In his latest musings on evolution and other natural phenomena, Gould reveals the uncanny interconnections among distinctly human creations -- museums, literature, music, politics, and culture -- encompassing a delightfully wide range of topics, from giant fossils, fads, and fungus to baseball, beeswax, and blaauwbocks, from a humanistic look at Mary Shelley's Frankenstein and Erasmus Darwin's poetry to the fallacies of eugenics and creationism and the moral imperatives of thinking people to meet the ethical challenges that pseudo-science presents.

Some of these elegant essays are detective stories, each with a mystery at its center: Why were images of snails printed backward in seventeeth-century treatises on conchology? Why are schoolchildren falsely taught that in the Middle Ages people thought the earth was flat? How could an 1842 receipt documenting the purchase of beer and sausage demonstrate the provenance of an extinct antelope?
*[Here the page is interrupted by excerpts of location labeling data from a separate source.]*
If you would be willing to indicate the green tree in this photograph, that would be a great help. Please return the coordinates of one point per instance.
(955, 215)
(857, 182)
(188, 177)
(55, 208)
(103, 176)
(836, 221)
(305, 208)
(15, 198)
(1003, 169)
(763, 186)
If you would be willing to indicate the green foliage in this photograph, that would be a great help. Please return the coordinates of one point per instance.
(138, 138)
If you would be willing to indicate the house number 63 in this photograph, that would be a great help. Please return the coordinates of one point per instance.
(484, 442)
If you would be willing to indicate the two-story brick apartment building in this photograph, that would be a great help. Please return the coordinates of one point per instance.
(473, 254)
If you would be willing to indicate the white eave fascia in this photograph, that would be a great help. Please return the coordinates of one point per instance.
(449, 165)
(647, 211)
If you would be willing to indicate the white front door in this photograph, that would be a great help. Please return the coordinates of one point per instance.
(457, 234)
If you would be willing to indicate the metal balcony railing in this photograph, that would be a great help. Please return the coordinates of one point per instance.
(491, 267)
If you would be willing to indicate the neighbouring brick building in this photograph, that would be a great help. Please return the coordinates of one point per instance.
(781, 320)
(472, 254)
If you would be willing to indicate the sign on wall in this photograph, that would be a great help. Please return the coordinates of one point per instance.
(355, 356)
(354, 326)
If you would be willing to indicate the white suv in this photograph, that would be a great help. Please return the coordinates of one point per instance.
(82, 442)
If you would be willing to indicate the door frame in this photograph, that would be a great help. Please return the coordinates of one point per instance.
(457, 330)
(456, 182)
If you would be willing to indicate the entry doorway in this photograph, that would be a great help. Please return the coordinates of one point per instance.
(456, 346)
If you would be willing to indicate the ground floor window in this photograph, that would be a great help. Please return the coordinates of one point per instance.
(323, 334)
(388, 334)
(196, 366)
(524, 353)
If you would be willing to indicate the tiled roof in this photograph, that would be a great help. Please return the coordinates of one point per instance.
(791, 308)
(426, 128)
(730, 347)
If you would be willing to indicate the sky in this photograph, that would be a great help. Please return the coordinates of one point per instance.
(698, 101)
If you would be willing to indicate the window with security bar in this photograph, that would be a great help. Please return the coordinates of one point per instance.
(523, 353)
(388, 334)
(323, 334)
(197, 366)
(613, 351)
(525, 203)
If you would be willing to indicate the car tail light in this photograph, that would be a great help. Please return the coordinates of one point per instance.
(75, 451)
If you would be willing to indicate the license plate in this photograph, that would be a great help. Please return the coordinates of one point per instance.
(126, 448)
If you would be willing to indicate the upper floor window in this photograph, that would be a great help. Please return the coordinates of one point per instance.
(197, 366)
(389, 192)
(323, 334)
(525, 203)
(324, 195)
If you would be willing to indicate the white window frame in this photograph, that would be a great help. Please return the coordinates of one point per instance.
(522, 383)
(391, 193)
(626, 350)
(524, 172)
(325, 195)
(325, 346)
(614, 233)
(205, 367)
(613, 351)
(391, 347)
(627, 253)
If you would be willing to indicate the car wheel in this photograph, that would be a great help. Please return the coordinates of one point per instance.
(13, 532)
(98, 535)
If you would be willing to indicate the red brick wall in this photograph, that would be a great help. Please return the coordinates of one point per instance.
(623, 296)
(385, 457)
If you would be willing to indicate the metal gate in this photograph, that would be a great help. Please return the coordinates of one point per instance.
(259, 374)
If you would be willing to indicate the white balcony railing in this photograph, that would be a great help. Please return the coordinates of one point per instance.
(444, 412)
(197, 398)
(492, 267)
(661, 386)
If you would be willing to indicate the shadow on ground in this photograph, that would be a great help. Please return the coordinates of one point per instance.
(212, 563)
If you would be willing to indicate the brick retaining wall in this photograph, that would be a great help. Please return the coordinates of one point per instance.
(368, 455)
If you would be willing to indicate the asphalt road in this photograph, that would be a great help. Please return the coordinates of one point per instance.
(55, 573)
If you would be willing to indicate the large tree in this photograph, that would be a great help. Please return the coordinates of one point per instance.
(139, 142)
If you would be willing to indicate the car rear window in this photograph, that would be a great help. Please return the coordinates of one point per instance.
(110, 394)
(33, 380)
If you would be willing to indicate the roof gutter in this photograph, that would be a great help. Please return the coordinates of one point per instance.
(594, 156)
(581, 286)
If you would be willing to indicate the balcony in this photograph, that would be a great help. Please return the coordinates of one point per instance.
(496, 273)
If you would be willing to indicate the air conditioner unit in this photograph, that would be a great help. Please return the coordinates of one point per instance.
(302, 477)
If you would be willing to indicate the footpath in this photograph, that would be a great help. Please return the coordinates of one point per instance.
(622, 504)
Only Stephen Jay Gould could read the literal closeness of two men printed on opposite sides of a banknote -- Carolus Linnaeus and King Gustav III of Sweden -- as an invitation to determine the basis for a symbolic interconnection, and only he could explain it with such style and intellectual virtuosity.

Gould's Dinosaur in a Haystack embodies "the marriage of alluring detail with instructive generality," the fascinating oddity in the natural world that can be explained and used as a fulcrum to circle back to the great themes of time, change, and history. Alternating between awe and amusement, trenchancy and poignancy at the particulars of human lives and nature's ways, Dinosaur in a Haystack always carries its reader home to the centering idea of evolution -- the most exciting natural truth that science has ever discovered.

Stephen Jay Gould is the author of fourteen books, including the New York Times bestsellersBully for Brontosaurus and Wonderful Life. He is the Alexander Agassiz Professor of Zoology and Professor of Geology at Harvard and the Curator for Invertebrate Paleontology in the university's Museum of Comparative Zoology. He lives in New York City and Boston.